L'intervento di conservazione
In prima istanza l'intervento di conservazione sulle superfici ha previsto una attenta verifica della tenuta delle impermeabilizzazioni in copertura, una verifica dello stato dei massi di pendenza e delle canalizzazioni di raccolta e discendenti di tutte le coperture del fabbricato, prescrivendo gli interventi a farsi, nell'ambito di altra perizia, precedente alla presente ed i cui costi non sono stati tenuti in considerazione nell'ambito della presente richiesta di coofinanaziamento.
Tale interventi risultavano indispensabili ad ogni ulteriore intervento di conservazione delle superfici. Nell'ambito del presente intervento sono stati previsti nuovi canali di raccolta delle acque meteoriche, e nuovi canali discendenti. Tali opere consentiranno di evitare fenomeni di dilavamento sia sui prospetti esterni che su quelli interni alla corte.
Per quanto attiene il problema della riorganizzazione degli impianti di adduzione, realizzati in tempi diversi, la presente perizia prevede il passaggio sotto traccia delle canalizzazione, ove ciò sarà possibile, e ordinamento in una unica canalina di quegli impianti che dovesse risultare impossibile mettere sotto traccia.

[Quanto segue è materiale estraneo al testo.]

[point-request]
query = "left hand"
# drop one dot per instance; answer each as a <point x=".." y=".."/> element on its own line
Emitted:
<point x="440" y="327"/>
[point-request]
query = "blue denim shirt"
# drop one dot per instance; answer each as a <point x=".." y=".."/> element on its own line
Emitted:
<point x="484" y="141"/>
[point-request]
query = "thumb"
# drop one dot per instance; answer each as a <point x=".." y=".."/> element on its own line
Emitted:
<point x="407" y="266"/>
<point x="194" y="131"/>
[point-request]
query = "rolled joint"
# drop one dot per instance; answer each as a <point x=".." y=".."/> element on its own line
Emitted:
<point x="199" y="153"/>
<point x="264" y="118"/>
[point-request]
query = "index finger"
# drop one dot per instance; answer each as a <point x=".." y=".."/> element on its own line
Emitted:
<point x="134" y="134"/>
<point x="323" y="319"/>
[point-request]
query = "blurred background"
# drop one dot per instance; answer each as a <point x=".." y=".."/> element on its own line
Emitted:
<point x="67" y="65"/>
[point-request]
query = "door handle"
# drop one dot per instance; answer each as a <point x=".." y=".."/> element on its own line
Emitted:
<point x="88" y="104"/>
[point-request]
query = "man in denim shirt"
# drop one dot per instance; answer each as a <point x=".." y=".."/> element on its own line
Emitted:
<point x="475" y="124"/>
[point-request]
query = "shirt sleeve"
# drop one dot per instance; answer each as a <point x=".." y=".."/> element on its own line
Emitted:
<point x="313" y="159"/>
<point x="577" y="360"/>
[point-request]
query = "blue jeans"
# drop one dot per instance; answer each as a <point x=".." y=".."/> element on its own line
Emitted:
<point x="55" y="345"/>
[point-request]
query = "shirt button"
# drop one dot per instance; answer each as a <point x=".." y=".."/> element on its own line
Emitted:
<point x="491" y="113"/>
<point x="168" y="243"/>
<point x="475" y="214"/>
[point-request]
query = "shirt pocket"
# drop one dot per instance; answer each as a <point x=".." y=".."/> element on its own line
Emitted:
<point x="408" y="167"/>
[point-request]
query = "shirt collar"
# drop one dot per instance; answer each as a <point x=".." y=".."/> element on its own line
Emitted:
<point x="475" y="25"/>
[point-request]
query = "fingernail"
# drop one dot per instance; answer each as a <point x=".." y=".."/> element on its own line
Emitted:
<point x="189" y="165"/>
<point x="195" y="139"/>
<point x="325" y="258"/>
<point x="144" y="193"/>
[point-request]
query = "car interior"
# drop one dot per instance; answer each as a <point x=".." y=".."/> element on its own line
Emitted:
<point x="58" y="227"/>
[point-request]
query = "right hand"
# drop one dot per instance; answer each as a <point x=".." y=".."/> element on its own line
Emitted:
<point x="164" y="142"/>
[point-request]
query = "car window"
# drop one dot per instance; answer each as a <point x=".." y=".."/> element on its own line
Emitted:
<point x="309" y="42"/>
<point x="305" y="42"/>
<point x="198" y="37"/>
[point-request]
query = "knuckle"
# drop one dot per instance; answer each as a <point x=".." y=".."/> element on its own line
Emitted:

Per quanto attiene la modifica della geometria dei vani, di cui al paragrafo precedente, il presente progetto ha previsto le due seguenti tipologie di intervento:
Per il prospetto su Piazza Sisto Riario Sforza, si prevede il ripristino integrale della successione di stretti balconi siti al piano primo ed il conseguente abbattimento della balconata realizzata in tempi recenti, salvo la ovvia verifica di eventuali provvedimenti di condono o concessione in sanatoria inerenti la realizzazione dell'abuso. Ancora il progetto prevede, nel rispetto del decoro e del prospetto e dell'antistante piazza il ripristino degli infissi di tipo tradizionale, laddove questi stessi sono stati modificati. Tali spese saranno, evidentemente a carico dei singoli proprietari che ne hanno operato le trasformazioni.
Per il prospetto su Via Tribunali, di cui si è detto nel paragrafo precedente, in relazione all'esercizio commerciale non rispondente, per l'ingombro delle vetrine, agli attuali vigenti regolamenti comunali, si prevede il ripristino di vetrine e mostre ed insegne secondo quanto previsto dalla vigenti disposizioni in materia. In relazione alle modifiche di prospetto dovute alla realizzazione di ambiente soppalcato che interrompe la lettura di uno dei vani soprastanti il negozio, si prevede, salvo verifica dei provvedimenti autorizzativi, il ripristino di tale apertura; qualora tale soluzione non fosse praticabile si provvederà a rendere leggibile, mediante il ripristino delle antiche cornici, almeno la originaria configurazione della apertura oggi interrotta.
Per le superfici della corte interna, ferme restando le disposizioni relative al ripristino degli infissi esterni (a carico dei singoli proprietari) qualora le aperture sui prospetti interni siano state modificate o parzialmente tamponate per la realizzazione di solai intermedi (soppalchi) condonati l'intervento progettuale prescrive il ripristino dei disegni di cornice di delimitazione agli originari vani al fine di renderne leggibile l'antica configurazione. Laddove non esistano motivi ostativi al ripristino delle dimensioni degli antichi vani il progetto ne prevede l'immediato ripristino.

 Piano finanziario
I costi di intervento sono stati stimati sulla base della tariffa di riferimento redatta dall'Assessorato ai Lavori Pubblici e dal Provveditorato regionale alle Opere Pubbliche in vigore dall'1/07/90 con l'abbattimento del 5%. Tutte le categorie di lavoro non previste, sono corredate da specifiche analisi calcolate sulla base dell'ultima tabella Provveditorato OO.PP., così come previsto dal Bando.
Il tempo previsto per la realizzazione completa dell'intervento è di mesi dieci a partire dal sessantesimo giorno dalla stipula della convenzione prevista dal Bando in oggetto e successiva, quindi, alla comunicazione di concessione eventuale del coofinanziamento richiesto. I tempi di spesa, saranno ovviamente legati agli stati d'avanzamento dei lavori. 

Fonti di copertura
La parte a carico del condomino sarà sin dal prossimo novembre accantonata mediante rateizzazione in quote a carico dei singoli condomini proprietari  che andranno a costituire la quota parte di finanziamento  a carico dell'intero condominio . Il condominio si riserva la facoltà di avvalersi della possibilità di accedere a mutui, secondo le procedure previste dal bando di partecipazione alla richiesta di coofinanaziamento.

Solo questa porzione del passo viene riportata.